Abstract
Background:
Two basal insulin analogues, insulin glargine once daily and insulin detemir once or twice daily, are marketed in Canada.
Objective:
To estimate the long-term costs of insulin glargine once daily (QD) versus insulin detemir once or twice daily (QD or BID) for type 1 (T1DM) and type 2 (T2DM) diabetes mellitus from a Canadian provincial government’s perspective.
Methods:
A cost-minimization analysis comparing insulin glargine (IGlarg) to insulin detemir (IDet) was conducted using a validated computer simulation model, the CORE Diabetes Model. Lifetime direct medical costs including costs of insulin treatment and diabetes complications were projected. T1DM and T2DM patients’ daily insulin dose (T1DM: IGlarg QD 26.2 IU; IDet BID 33.6 IU; T2DM: IGlarg QD 47.2 IU; IDet QD 65.7 IU or IDet BID 80.4 IU) was derived from a meta-analysis of randomized trials. All patients were assumed to stay on the same treatment for life. Costs were discounted at 5% per annum and reported in 2010 Canadian Dollars.
Results:
The meta-analysis showed T1DM and T2DM patients had similar HbA1c change from baseline when receiving IGlarg compared to IDet (T1DM: 0.002%-points; p = 0.97; T2DM: −0.05%-points; p = 0.28). Treatment of T1DM patients with IGlarg versus IDet BID resulted in lifetime cost savings of $4231 per patient. Treatment of T2DM patients with IGlarg resulted in lifetime cost savings of $4659 per patient versus IDet QD and cost savings of $8709 per patient versus IDet BID.
Conclusions:
Similar HbA1c change from baseline can be achieved with a lower IGlarg than IDet dose. From the perspective of a Canadian provincial government, treatment of T1DM and T2DM patients with IGlarg instead of IDet can generate long-term cost savings. Main limitations include trial data were derived from multi-country studies rather than the Canadian population and self-monitoring blood glucose costs were not included.
Transparency
Declaration of funding:
The funding for the study and manuscript preparation was provided by Sanofi-Aventis, Canada. The sponsor had no decisive role in the conduct of the cost-minimization analysis and in the meta-analysis. The sponsor did provide editorial assistance for the manuscript. Although results, interpretations and conclusions were not dictated by the sponsor, the paper did receive sponsor approval prior to submission.
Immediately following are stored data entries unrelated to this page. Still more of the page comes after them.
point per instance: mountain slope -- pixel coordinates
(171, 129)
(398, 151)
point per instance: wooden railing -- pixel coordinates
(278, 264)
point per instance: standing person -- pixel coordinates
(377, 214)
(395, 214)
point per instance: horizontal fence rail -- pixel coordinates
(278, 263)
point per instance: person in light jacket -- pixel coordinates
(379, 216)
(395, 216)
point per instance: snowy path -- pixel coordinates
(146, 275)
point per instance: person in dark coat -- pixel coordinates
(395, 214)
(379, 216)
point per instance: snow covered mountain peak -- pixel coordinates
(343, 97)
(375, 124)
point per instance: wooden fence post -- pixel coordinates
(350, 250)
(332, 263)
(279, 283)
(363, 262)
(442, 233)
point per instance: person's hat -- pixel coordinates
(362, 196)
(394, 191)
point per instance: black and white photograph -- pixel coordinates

Declaration of financial/other relationships
JV is an employee of Sanofi-Aventis, who sponsored the preparation of the manuscript. A-L.G., Y.S., D.W. and T.N. are employees of IMS Health and have no relationship (financial, employment, other significant/relevant relationships) with the sponsor.
Acknowledgments
The authors wish to thank Luc Sauriol from Sanofi-Aventis for his advice and Corinne Le Reun for performing the meta-analysis.
Notes
*Lantus is a registered trademark of Sanofi-Aventis Inc., USA.
†Levemir is a registered trademark of Novo Nordisk A/S, Bagsværd, Denmark.